Para un club de fútbol sus aficionados son un activo, aunque están siendo ignorados por la tiranía de la televisión de pago. La mayoría de los clubes han mejorado sus instalaciones para acoger a sus seguidores, pero los ignoran a cambio de asociarlos a la idea de un gran club mundial. Se crea la ficción de que tienen el honor de pertenecer a un equipo que es seguido a través de los cinco continentes a cambio del pago de la mercadotecnia.
Para ese niño, o quizás para ese adulto con insaciable apetito de fútbol, la implicación con su equipo tiene que ver con una especie de deuda. Vale la pena recordar la escasa diferencia que hay entre economizar y derrochar entre las personas que constituyen el grueso de las multitudes futboleras. Esto podía llevar a comprender a los clubes de élite porque hay tanta decepción resentida y porque los de aquí cada vez dicen más aquello de “yo soy de tal equipo pero cada vez menos” mientras los de allá aumentan el número de aficionados del club sin ni siquiera haber pisado nunca el estadio.

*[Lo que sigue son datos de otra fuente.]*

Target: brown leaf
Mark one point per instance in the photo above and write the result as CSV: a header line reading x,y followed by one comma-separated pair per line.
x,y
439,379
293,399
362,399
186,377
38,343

El aficionado al fútbol no es solo un espectador. Su sudor y sus nervios están dedicados a su equipo, y el equipo puede enriquecer o empobrecer su alma. Los corrillos en la puerta de entrada de los jugadores antes de los partidos o la gente que espera hasta el final para vitorear a sus ídolos. Eso también es fútbol.
O era fútbol. Al final la historia del fútbol es un triste viaje del placer al deber. De lo analógico a lo digital.
“La rutina se olvida, solo existe el templo. El aficionado, el hincha, empuja la pelota. Una vez acaba el domingo el hincha es melancólico como un miércoles después de semana Santa (…) El estadio del Rey Fahd, en Arabia Saudí, tiene palco de mármol y oro y tribunas alfombradas, pero no tiene memoria ni gran cosa que decir.” Eduardo Galeano en ‘El fútbol a sol y sombra’.